All outputs are written to **Google Drive** so you don't lose results if the Colab runtime resets.


In [None]:
# Mount Google Drive (persistent storage)
from google.colab import drive
drive.mount('/content/drive')

import os, time
BASE_OUT = '/content/drive/MyDrive/tiur_tricks_results'
run_name = time.strftime('run_%Y%m%d_%H%M%S')
out_dir = os.path.join(BASE_OUT, run_name)
os.makedirs(out_dir, exist_ok=True)
print('Saving outputs to:', out_dir)


In [None]:
# Install minimal deps
# NOTE: Colab already includes torch + torchvision.
# Avoid reinstalling torchvision here (it can break ABI/CUDA compatibility).
!pip install -q tqdm pandas matplotlib

# Optional (uncomment if you run fast=False and want the expanded optimizer grid)
# !pip install -q pytorch-optimizer transformers


In [None]:
# Import the repo code (robust against stale imports / path collisions)
import os, sys

REPO_DIR = '/content/tiur_tricks_colab'
assert os.path.exists(os.path.join(REPO_DIR, 'tiur_tricks', '__init__.py')), (
    f'Could not find repo at {REPO_DIR}. Did you unzip the repo to /content? ' 
    f'Expected {REPO_DIR}/tiur_tricks/__init__.py'
)

# Ensure our repo takes precedence over any similarly named installed package.
if REPO_DIR not in sys.path:
    sys.path.insert(0, REPO_DIR)

# If a previous cell imported a different tiur_tricks, clear it.
if 'tiur_tricks' in sys.modules:
    del sys.modules['tiur_tricks']

import tiur_tricks
print('tiur_tricks loaded from:', getattr(tiur_tricks, '__file__', None))

from tiur_tricks import RunConfig, make_experiment_suite_set1, run_experiment_suite

data_dir = '/content/data'  # dataset cache (not persisted; small + redownloadable)


In [None]:
# --- Quick suite settings (tweak these first) ---
# For the very first run, keep it cheap.
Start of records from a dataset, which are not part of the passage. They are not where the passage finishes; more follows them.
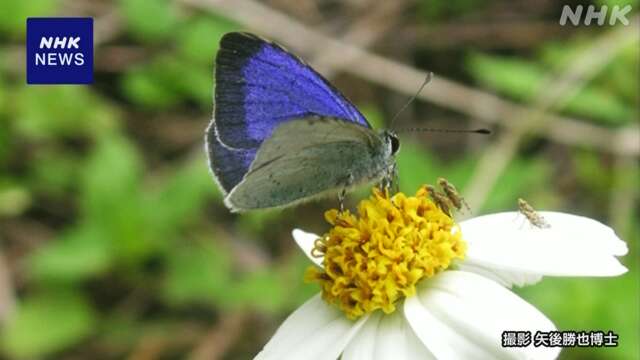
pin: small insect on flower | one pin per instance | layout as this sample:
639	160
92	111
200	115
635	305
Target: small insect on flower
399	279
452	194
440	199
532	215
Then increase num_replicates and subset sizes.
base = RunConfig(
    device='cuda',
    dataset='cifar10',
    model='small_cnn',   # 'resnet18' is slower but more realistic
    num_replicates=3,
    subset_train=5000,
    subset_eval=1000,
    epochs=2,
    checkpoint_every=50,
    eval_batches=10,
)

suite = make_experiment_suite_set1(base, fast=True)
print('Number of runs in suite:', len(suite))

logs_df, summary_df = run_experiment_suite(
    suite,
    out_dir=out_dir,
    data_dir=data_dir,
    show_plots=True,
    save_plots=True,
    persist_checkpoints=True,
)
summary_df


In [None]:
# Confirm what's been written to Google Drive
import glob
n_files = len(glob.glob(out_dir + '/**/*', recursive=True))
print('Total files written:', n_files)
print('Top-level outputs:')
!ls -lah {out_dir}


## Where to look in Drive

In your Google Drive you should now have:
- `summary.csv` and `all_logs.csv` at the run root
- one folder per run config (e.g. `opt_adamw/`) containing:
  - `config.json`
  - `logs.csv` (complete)
  - `logs_live.csv` (written incrementally during training)
  - `*_loss.png`, `*_fisher.png`, `*_efficiency.png`, `*_bound.png`